The full Senate lodged formal disapproval of the Federal Communications Commission’s approval to loosen the newspaper-broadcaster cross-ownership ban.

Passing by voice vote on Thursday night, a special “Resolution of Disapproval” would essentially nullify the FCC’s decision last December to allow a media company to own both a newspaper and a broadcast station in the same market subject to conditions.

The House has yet to pass a companion resolution but is expected to do so. But the Bush administration is more than likely to veto it, rendering it useless.

Still, the resolution adds a powerful voice to a growing chorus of critics of the FCC decision, which passed 3-2 along party lines.
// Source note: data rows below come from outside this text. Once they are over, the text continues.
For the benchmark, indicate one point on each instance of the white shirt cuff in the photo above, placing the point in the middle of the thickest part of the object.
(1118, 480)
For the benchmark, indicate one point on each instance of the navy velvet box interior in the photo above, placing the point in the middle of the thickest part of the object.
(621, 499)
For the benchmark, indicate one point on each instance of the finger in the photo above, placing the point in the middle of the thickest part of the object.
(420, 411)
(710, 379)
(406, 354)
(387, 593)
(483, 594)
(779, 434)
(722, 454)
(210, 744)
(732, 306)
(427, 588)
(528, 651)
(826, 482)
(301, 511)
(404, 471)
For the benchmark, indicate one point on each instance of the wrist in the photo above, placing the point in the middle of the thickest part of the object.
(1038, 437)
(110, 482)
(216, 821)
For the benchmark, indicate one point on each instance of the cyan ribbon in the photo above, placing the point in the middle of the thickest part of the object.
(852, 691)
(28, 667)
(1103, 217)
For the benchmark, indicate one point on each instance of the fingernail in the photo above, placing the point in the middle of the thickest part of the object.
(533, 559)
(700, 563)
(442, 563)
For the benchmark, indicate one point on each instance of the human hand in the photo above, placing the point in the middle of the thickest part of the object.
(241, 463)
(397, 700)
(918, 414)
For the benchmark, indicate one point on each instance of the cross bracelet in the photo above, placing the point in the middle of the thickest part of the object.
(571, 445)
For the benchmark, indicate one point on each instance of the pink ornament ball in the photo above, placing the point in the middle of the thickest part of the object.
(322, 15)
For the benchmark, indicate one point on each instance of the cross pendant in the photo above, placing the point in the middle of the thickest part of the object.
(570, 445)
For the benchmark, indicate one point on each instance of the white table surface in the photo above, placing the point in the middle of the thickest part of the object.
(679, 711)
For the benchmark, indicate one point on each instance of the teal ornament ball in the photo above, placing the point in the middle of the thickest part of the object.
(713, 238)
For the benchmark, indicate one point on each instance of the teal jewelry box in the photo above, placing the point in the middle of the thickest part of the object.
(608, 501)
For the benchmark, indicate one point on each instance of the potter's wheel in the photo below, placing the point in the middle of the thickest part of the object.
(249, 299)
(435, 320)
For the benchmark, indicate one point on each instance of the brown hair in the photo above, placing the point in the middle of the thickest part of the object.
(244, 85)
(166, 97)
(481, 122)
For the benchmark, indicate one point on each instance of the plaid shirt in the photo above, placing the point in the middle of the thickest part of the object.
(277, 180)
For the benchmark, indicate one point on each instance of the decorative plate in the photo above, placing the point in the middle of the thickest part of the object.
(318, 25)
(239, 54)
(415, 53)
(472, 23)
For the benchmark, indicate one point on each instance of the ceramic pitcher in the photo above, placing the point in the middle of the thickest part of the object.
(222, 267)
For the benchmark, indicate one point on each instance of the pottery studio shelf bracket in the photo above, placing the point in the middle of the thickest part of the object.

Also, it is supported by the two candidates still vying for the Democratic presidential nomination, Sens. Barack Obama (Ill.) and Hillary Rodham Clinton (N.Y.).

Led by chairman Kevin J. Martin, the commission voted to allow cross-ownership in the top 20 markets in the country. The broadcast station could not be among the top four, and at least eight other outlets would still have to exist following a cross-ownership transaction.

Martin described the measure as a “relatively minor” loosening of the ban. But several consumer and watchdog groups have criticized it as too much, while media companies have complained that it is too little.

Tribune Co., which owns the Los Angeles Times and KTLA, among other entities, has sued the FCC over the measure, arguing that the commission should have eliminated the 35-year-old ban altogether, given the plethora of media outlets that have come into existence since it was first imposed.